Proje o noktada tek kelime ile “kargaşa” idi. Müşteri tarafında muhatap olduğum üst düzey yöneticilerin, benim ve ekibimin temin etmemizin mümkün olmadığı (ve yapılan sözleşmede de yer almayan) birçok farklı beklentisi bulunuyordu. Duygu olarak da ya son derece kızgın, ya hayal kırıklığına uğramış ya da beklentilerini karşılayamayacağımızı kabullenmiş bir gruptu. Bu noktaya nasıl gelindiğini zamanla analiz edip anlayabildim.

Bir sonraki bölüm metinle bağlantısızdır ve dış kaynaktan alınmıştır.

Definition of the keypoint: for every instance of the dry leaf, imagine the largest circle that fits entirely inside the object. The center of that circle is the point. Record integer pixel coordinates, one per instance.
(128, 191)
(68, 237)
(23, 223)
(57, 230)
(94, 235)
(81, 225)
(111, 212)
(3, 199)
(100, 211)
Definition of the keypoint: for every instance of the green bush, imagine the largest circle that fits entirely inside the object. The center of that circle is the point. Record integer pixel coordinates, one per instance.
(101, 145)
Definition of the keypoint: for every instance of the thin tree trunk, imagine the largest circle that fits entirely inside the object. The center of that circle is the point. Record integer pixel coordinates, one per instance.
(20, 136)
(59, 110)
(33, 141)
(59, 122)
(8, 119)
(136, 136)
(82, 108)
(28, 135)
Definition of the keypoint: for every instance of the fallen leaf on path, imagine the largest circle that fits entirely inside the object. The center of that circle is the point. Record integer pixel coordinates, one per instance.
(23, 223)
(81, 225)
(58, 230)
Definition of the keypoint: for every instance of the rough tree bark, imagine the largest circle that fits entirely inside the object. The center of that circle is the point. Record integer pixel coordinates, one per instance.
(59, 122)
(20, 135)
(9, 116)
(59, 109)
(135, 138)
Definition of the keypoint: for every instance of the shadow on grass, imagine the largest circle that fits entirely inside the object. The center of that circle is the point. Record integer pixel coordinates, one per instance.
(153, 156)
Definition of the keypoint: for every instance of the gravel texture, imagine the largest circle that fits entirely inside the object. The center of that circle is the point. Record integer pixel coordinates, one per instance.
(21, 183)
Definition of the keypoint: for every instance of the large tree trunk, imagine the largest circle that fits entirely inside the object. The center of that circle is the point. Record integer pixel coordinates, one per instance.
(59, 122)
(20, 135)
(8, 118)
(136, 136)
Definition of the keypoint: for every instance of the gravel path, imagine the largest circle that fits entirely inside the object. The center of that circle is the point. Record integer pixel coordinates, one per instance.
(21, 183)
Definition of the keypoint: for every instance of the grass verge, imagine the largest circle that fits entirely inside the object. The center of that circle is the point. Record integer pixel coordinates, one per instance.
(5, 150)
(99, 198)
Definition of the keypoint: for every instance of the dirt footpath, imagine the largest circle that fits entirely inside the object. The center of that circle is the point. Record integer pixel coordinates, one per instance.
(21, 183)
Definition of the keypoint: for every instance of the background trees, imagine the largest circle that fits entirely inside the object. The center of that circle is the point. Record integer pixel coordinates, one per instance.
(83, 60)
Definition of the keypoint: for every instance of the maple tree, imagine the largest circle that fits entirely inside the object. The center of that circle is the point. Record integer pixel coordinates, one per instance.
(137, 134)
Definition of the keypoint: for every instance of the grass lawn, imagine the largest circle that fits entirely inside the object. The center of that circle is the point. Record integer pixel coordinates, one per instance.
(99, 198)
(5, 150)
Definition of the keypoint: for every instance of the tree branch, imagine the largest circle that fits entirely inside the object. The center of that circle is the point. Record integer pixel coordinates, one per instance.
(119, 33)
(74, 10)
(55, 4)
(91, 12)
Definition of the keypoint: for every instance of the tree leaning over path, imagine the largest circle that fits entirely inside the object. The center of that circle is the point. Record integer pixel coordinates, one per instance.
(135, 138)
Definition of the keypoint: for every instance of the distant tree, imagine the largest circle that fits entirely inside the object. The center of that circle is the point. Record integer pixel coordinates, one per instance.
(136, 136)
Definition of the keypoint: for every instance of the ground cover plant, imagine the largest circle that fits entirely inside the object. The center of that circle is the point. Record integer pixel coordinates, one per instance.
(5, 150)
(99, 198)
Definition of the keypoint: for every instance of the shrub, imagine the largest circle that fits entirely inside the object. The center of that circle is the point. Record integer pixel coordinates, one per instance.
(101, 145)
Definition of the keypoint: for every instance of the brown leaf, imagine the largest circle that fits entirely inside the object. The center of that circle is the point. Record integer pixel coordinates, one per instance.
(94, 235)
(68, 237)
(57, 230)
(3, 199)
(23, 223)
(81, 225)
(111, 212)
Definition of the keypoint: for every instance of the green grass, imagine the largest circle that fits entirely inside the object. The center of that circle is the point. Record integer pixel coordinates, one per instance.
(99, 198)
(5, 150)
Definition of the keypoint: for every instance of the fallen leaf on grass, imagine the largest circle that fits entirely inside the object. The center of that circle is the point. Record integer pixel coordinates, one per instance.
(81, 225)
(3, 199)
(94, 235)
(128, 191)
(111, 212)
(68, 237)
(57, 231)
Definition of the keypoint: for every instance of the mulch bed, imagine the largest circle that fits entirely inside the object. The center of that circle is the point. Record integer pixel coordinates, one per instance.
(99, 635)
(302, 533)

Özetle; projeyi kazanmak için müşteriye yapılan sunumda vadedilen Rolls Royce’tu. Ancak proje başladıktan sonra müşteri için yapılan ve sunulan, ondan çok daha düşük model başka bir arabaydı. Bunun sebebi de sunum sırasında çizilen tablo için çıkan fiyatta, daha sonra kapalı kapılar ardından daha az kişinin yer aldığı müzakerelerde indirime gidilmesi ama bunun iletişiminin doğru yapılamaması yatıyordu. Karşılamamızın mümkün olmadığı taleplerin ardı arkası kesilmeden, yüksek bir tansiyon eşliğinde bize gelmesinin sebebi de bu yöneticilerin ilk sunumda büyük vaatleri görmeleri ama daha sonra imzalanan sözleşmeye hiçbir zaman göz atmayıp işin çapının ne denli ufaltıldığından haberdar olmamalarıydı.

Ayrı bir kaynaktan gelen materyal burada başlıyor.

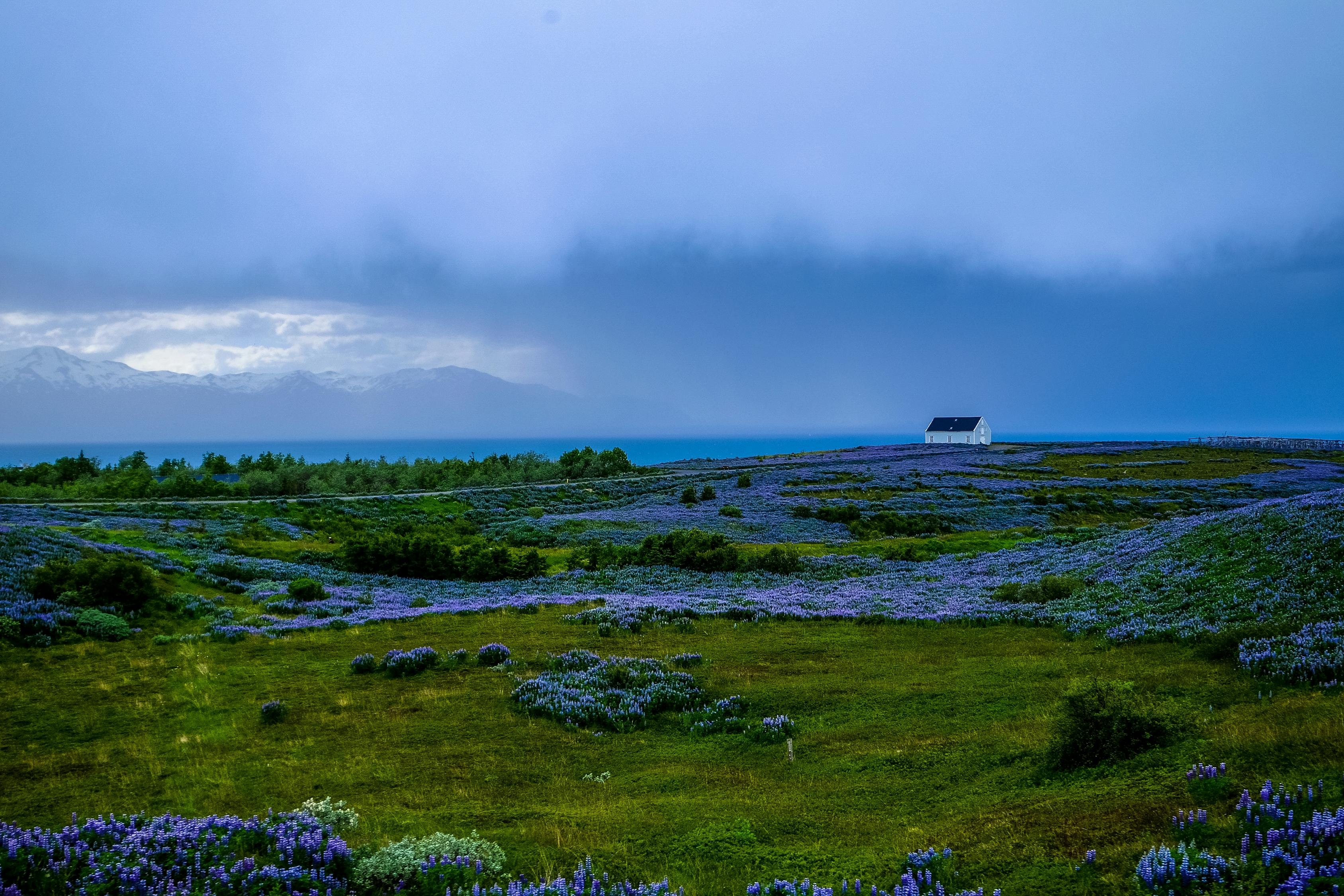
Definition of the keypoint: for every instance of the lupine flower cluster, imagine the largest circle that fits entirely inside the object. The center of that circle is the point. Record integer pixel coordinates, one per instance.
(583, 690)
(1314, 655)
(1280, 844)
(721, 716)
(408, 663)
(291, 853)
(492, 655)
(1163, 871)
(1190, 817)
(1277, 561)
(925, 874)
(775, 730)
(170, 855)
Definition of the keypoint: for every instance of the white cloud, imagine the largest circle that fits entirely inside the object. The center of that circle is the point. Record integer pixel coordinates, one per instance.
(273, 336)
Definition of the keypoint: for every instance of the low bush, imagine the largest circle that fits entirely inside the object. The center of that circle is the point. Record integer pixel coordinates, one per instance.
(331, 813)
(1051, 587)
(583, 690)
(452, 554)
(775, 730)
(390, 868)
(888, 524)
(307, 590)
(96, 624)
(779, 561)
(193, 606)
(722, 716)
(97, 581)
(843, 514)
(492, 655)
(1104, 722)
(912, 551)
(409, 663)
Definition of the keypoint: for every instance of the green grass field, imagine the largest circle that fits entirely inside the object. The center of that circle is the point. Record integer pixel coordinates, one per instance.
(909, 737)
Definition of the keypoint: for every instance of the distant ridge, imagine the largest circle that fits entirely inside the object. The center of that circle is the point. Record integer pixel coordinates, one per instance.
(50, 395)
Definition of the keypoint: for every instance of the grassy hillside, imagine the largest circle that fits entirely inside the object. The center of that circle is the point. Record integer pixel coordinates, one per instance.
(909, 737)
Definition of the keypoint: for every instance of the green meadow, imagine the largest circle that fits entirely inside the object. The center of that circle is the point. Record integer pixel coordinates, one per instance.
(909, 735)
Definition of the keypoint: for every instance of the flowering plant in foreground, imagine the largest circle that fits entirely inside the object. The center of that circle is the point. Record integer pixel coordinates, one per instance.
(492, 655)
(925, 874)
(408, 663)
(1283, 849)
(1314, 655)
(581, 688)
(775, 730)
(287, 852)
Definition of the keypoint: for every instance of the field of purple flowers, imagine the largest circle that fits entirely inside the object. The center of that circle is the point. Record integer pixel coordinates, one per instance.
(1210, 555)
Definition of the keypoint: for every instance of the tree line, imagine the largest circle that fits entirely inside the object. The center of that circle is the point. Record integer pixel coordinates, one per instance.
(277, 475)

Diğer kritik başarı unsurları arasında, müşteri tarafında bu projeye zamanının büyük kısmını harcayacak liderlerin yönetim danışmanlarına destek olması, kendi kurumlarının önlerine çıkardığı engellerin kaldırılmasında hızlıca onlara yardımcı olmaları ve etkin bir proje yönetim yöntemi ile süreç içinde karşılaşılan riskler, sorunlar ve bunların nasıl çözümleneceğinin takibinin yapılması sayılabilir.

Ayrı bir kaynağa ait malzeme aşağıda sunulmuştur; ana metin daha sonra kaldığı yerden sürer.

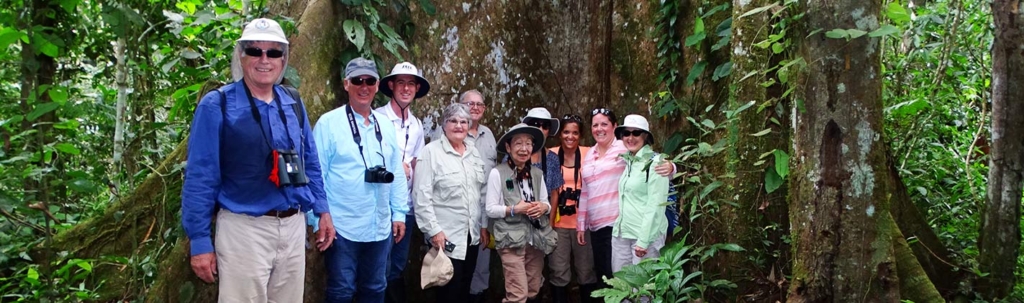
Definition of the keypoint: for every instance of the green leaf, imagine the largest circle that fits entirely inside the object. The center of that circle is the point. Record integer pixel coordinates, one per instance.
(42, 110)
(355, 33)
(695, 72)
(772, 180)
(838, 34)
(781, 163)
(722, 71)
(884, 31)
(67, 148)
(428, 7)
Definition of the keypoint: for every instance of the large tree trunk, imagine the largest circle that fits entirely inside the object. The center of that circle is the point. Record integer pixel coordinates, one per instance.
(1000, 233)
(843, 245)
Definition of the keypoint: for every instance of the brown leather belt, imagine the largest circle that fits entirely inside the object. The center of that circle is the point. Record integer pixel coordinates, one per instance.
(282, 214)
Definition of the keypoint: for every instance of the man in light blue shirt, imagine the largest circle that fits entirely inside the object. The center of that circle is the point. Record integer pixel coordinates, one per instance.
(366, 188)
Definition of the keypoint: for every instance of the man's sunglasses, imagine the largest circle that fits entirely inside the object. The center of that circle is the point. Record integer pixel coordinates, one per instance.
(360, 81)
(258, 52)
(539, 124)
(635, 133)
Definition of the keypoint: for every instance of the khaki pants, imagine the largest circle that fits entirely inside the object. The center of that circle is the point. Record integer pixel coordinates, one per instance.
(260, 259)
(622, 251)
(523, 267)
(569, 249)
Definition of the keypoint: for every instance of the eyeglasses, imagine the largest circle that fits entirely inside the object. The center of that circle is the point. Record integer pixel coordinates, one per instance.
(539, 124)
(258, 52)
(360, 81)
(635, 133)
(601, 111)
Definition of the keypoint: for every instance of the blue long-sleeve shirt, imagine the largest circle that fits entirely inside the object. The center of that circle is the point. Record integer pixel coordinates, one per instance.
(360, 211)
(228, 162)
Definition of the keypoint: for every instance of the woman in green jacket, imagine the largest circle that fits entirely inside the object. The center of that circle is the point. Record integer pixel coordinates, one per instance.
(640, 229)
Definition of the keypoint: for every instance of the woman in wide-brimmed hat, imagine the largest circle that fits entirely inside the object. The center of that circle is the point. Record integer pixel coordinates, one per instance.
(517, 203)
(640, 229)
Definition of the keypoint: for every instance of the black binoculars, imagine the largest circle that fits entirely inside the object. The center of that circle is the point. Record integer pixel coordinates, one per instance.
(378, 174)
(567, 195)
(291, 170)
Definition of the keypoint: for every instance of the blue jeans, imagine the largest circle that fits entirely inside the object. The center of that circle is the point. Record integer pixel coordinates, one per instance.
(399, 252)
(356, 268)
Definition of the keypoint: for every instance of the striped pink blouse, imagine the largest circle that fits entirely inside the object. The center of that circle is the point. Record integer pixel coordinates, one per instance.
(599, 198)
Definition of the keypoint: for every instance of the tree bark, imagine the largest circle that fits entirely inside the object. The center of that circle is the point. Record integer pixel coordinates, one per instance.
(843, 249)
(1000, 234)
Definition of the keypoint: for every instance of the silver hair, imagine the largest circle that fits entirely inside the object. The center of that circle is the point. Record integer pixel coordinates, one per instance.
(237, 72)
(455, 111)
(462, 97)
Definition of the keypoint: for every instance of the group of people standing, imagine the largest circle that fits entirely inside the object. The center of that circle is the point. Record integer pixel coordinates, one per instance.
(365, 178)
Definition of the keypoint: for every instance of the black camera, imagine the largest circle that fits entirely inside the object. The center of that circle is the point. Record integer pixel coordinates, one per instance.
(291, 170)
(378, 174)
(567, 195)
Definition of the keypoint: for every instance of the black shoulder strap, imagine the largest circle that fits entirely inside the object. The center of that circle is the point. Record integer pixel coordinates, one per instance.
(297, 106)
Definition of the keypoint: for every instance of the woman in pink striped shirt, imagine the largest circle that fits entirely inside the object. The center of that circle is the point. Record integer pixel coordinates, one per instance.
(599, 199)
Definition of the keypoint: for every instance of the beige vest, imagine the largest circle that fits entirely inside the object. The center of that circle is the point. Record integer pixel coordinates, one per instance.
(517, 231)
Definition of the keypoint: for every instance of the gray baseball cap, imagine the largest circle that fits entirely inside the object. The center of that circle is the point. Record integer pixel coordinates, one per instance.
(360, 67)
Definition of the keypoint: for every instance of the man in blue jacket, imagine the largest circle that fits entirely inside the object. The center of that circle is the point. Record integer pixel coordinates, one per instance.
(253, 164)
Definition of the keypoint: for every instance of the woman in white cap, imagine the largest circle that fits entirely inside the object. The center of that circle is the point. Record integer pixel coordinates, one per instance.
(640, 229)
(517, 205)
(446, 189)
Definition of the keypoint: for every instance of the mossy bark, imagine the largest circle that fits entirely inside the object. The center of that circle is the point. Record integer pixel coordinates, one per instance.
(843, 249)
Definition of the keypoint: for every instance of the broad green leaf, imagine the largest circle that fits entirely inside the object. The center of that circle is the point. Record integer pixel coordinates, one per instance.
(695, 72)
(772, 180)
(884, 31)
(42, 110)
(781, 163)
(355, 33)
(838, 34)
(67, 148)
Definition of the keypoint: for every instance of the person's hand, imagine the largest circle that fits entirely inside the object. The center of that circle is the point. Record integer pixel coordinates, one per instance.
(484, 237)
(666, 168)
(397, 230)
(438, 241)
(326, 234)
(205, 266)
(640, 252)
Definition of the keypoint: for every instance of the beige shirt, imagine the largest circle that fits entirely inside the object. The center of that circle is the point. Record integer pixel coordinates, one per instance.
(446, 189)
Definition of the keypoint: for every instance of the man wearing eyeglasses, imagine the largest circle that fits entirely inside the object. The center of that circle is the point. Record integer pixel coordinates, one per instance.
(404, 84)
(366, 188)
(264, 188)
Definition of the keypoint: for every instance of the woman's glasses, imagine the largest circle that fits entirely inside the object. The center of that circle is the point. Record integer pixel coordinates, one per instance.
(258, 52)
(360, 81)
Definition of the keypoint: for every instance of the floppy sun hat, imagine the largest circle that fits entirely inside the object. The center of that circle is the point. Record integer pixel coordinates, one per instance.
(542, 114)
(521, 128)
(263, 30)
(406, 69)
(638, 122)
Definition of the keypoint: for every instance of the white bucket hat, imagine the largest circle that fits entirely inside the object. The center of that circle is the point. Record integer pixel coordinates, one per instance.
(406, 69)
(263, 30)
(543, 114)
(638, 122)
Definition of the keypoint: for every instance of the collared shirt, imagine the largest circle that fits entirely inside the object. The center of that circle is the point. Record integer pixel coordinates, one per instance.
(361, 211)
(599, 198)
(410, 135)
(228, 161)
(448, 190)
(571, 180)
(643, 195)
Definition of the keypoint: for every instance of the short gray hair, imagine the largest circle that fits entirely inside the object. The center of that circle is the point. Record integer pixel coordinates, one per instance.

Özellikle büyük çaplı dönüşümlerde gözlemlediğimiz bir diğer önemli nokta da, çeşitli ekiplerin (bazen kendi içlerinde dahi) silolaşarak, aktivitelerin adeta at gözlükleri ile yapılması eğilimidir. Proje yönetiminin ve ekip liderlerinin proaktif bir bilinçle bunun önüne geçilecek bir çalışma sistematiğini geliştirmesi önemlidir. Yani gerekli noktalarda uyum ve işbirliği içinde bulunmaya yönlendirecek bir iş ritmi sağlanması ve buna uygun bir yapı kurulması şarttır.